Citiamo naturalmente da Wikipedia, che è il vangelo della verità: “Le lettres de cachet erano lettere firmate dal re di Francia, controfirmate da uno dei suoi ministri e chiuse con il sigillo reale, o cachet. Le lettere contenevano ordini diretti del Re, spesso per forzare azioni arbitrarie e giudizi a cui non si poteva fare appello”. Contro questo o quell’individuo (ci sono carcerazioni a vita imposte dalle lettere sovrane) oppure per imporre decisioni politiche. “In caso di organizzazioni le lettres de cachet venivano emesse allo scopo di prevenirne l'assemblea o per ottenere degli atti ben precisi” dall’assemblea stessa.
Questo secondo caso non sembra ricorrere nelle intercettazioni, all’apparenza. Mentre hanno distrutto a vita dei personaggi, per esempio Lorenzo Necci, o Guido Bertolaso, che non c’entravano nulla, non hanno imposto decisioni politiche. Non sembra. E invece sì. C’è almeno un partito in Parlamento che prospera sulle intercettazioni. Alcuni giornali. E una legge non si può fare sull’abuso delle intercettazioni, nessuna legge.
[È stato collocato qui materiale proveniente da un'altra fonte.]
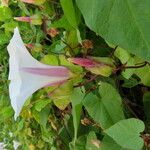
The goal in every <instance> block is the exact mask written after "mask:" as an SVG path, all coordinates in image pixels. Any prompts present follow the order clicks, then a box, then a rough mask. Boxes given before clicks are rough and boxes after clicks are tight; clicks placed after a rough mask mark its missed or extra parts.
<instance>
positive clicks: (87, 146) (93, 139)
mask: <svg viewBox="0 0 150 150" xmlns="http://www.w3.org/2000/svg"><path fill="white" fill-rule="evenodd" d="M99 147H100V141H99V140H97V137H96V134H95V132H93V131H91V132H90V133H89V134H88V136H87V142H86V150H99Z"/></svg>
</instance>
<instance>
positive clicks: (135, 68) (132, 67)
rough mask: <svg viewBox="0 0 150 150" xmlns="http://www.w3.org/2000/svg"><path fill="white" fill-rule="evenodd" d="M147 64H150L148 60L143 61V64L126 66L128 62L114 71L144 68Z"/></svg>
mask: <svg viewBox="0 0 150 150" xmlns="http://www.w3.org/2000/svg"><path fill="white" fill-rule="evenodd" d="M147 64H149V63H148V62H146V61H145V62H143V63H141V65H135V66H126V64H123V65H121V66H119V67H118V68H116V69H115V70H114V72H117V71H122V70H125V69H138V68H142V67H144V66H146V65H147Z"/></svg>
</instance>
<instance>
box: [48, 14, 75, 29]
mask: <svg viewBox="0 0 150 150" xmlns="http://www.w3.org/2000/svg"><path fill="white" fill-rule="evenodd" d="M50 27H54V28H64V29H66V30H72V29H73V27H72V26H71V25H70V23H69V22H68V20H67V18H66V16H62V18H60V19H59V20H57V21H54V22H53V23H52V24H51V25H50Z"/></svg>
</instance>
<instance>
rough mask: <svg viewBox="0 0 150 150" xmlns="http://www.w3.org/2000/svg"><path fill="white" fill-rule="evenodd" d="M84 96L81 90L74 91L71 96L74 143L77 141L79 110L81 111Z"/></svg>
mask: <svg viewBox="0 0 150 150" xmlns="http://www.w3.org/2000/svg"><path fill="white" fill-rule="evenodd" d="M84 96H85V92H84V90H82V89H81V88H76V89H74V91H73V93H72V95H71V102H72V115H73V125H74V141H76V139H77V132H78V127H79V123H80V117H81V110H82V100H83V98H84Z"/></svg>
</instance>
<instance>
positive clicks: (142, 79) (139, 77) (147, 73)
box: [135, 65, 150, 86]
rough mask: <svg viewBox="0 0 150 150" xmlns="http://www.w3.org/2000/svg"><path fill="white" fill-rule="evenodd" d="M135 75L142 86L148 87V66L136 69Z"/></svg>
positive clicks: (148, 75)
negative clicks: (139, 78) (140, 83)
mask: <svg viewBox="0 0 150 150" xmlns="http://www.w3.org/2000/svg"><path fill="white" fill-rule="evenodd" d="M135 74H136V75H137V76H138V77H139V78H140V79H141V82H142V83H143V84H144V85H146V86H150V66H149V65H146V66H145V67H141V68H138V69H136V70H135Z"/></svg>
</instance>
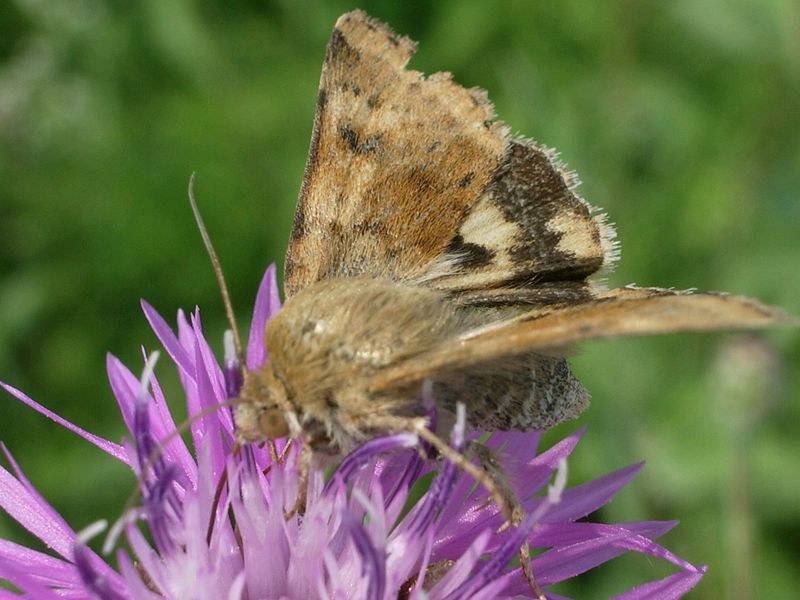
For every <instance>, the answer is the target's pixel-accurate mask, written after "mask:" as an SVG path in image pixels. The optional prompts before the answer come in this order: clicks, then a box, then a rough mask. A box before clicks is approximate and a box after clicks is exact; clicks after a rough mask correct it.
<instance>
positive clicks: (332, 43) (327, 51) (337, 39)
mask: <svg viewBox="0 0 800 600" xmlns="http://www.w3.org/2000/svg"><path fill="white" fill-rule="evenodd" d="M359 58H361V55H360V54H359V52H358V50H356V49H355V48H353V47H352V46H351V45H350V44H349V43H348V42H347V38H345V36H344V34H343V33H342V32H341V31H339V30H338V29H334V30H333V33H332V34H331V40H330V41H329V42H328V49H327V52H326V55H325V62H342V63H344V64H349V63H354V62H356V61H357V60H359Z"/></svg>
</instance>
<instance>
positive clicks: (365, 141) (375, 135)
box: [339, 124, 382, 154]
mask: <svg viewBox="0 0 800 600" xmlns="http://www.w3.org/2000/svg"><path fill="white" fill-rule="evenodd" d="M339 137H341V138H342V139H343V140H344V141H345V143H346V144H347V148H348V150H350V152H354V153H356V154H369V153H370V152H374V151H375V150H377V149H378V148H379V147H380V145H381V138H382V136H381V135H380V134H376V135H369V136H365V137H363V138H362V136H360V135H359V134H358V132H356V131H355V130H354V129H353V128H352V127H350V125H347V124H345V125H341V126H339Z"/></svg>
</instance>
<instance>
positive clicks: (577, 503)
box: [525, 463, 644, 523]
mask: <svg viewBox="0 0 800 600" xmlns="http://www.w3.org/2000/svg"><path fill="white" fill-rule="evenodd" d="M643 466H644V463H638V464H635V465H631V466H629V467H625V468H624V469H619V470H618V471H614V472H613V473H609V474H608V475H605V476H603V477H600V478H598V479H595V480H594V481H590V482H589V483H585V484H583V485H579V486H577V487H574V488H572V489H569V490H566V491H565V492H564V493H563V495H562V496H561V502H560V503H559V504H557V505H555V506H554V507H552V508H551V509H550V510H549V511H547V513H545V515H544V516H543V517H542V519H541V522H542V523H557V522H559V521H575V520H576V519H580V518H581V517H585V516H586V515H588V514H589V513H591V512H594V511H596V510H597V509H598V508H600V507H601V506H603V505H604V504H606V503H607V502H608V501H609V500H611V498H613V497H614V495H615V494H616V493H617V492H618V491H619V490H621V489H622V488H623V487H625V486H626V485H627V484H628V483H629V482H630V480H631V479H633V478H634V477H635V476H636V474H637V473H638V472H639V471H641V470H642V467H643ZM541 501H542V500H541V499H540V498H536V499H534V501H533V502H526V503H525V510H526V511H532V510H535V508H536V506H537V505H538V504H539V503H540V502H541Z"/></svg>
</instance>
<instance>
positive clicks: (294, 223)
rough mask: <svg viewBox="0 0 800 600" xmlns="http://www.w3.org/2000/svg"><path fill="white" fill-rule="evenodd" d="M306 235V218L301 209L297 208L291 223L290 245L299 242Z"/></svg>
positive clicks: (301, 209)
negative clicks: (297, 241) (290, 240)
mask: <svg viewBox="0 0 800 600" xmlns="http://www.w3.org/2000/svg"><path fill="white" fill-rule="evenodd" d="M305 234H306V217H305V212H303V209H302V207H299V206H298V207H297V211H295V213H294V222H293V223H292V234H291V243H293V244H294V243H295V242H297V241H299V240H300V239H301V238H302V237H303V236H304V235H305Z"/></svg>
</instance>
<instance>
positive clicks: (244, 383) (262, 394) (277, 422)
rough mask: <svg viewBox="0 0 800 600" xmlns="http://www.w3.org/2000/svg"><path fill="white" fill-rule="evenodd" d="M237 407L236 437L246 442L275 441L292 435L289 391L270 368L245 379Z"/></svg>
mask: <svg viewBox="0 0 800 600" xmlns="http://www.w3.org/2000/svg"><path fill="white" fill-rule="evenodd" d="M239 399H240V403H239V404H238V405H237V406H236V416H235V419H236V428H237V435H238V436H239V438H240V439H241V440H242V441H245V442H258V441H263V440H267V439H269V440H274V439H277V438H281V437H285V436H287V435H289V425H288V424H287V422H286V417H285V414H286V412H285V411H286V405H287V398H286V389H285V388H284V386H283V384H282V383H281V382H280V381H279V380H278V378H277V377H275V374H274V372H273V370H272V368H271V367H270V365H269V364H267V365H265V366H264V367H262V368H261V369H259V370H257V371H251V372H248V373H247V374H246V375H245V380H244V385H243V386H242V392H241V394H240V395H239Z"/></svg>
Un terzo caso contempla Wikipedia: “I benestanti talvolta compravano queste lettres per sbarazzarsi di individui indesiderati”. Non ci sono più i benestanti, ma c’è un mercimonio di queste intercettazioni? Sì, ci sono i potenti, quelli che nominano i capi degli uffici giudiziari. Con questi capi, e i concorrenti.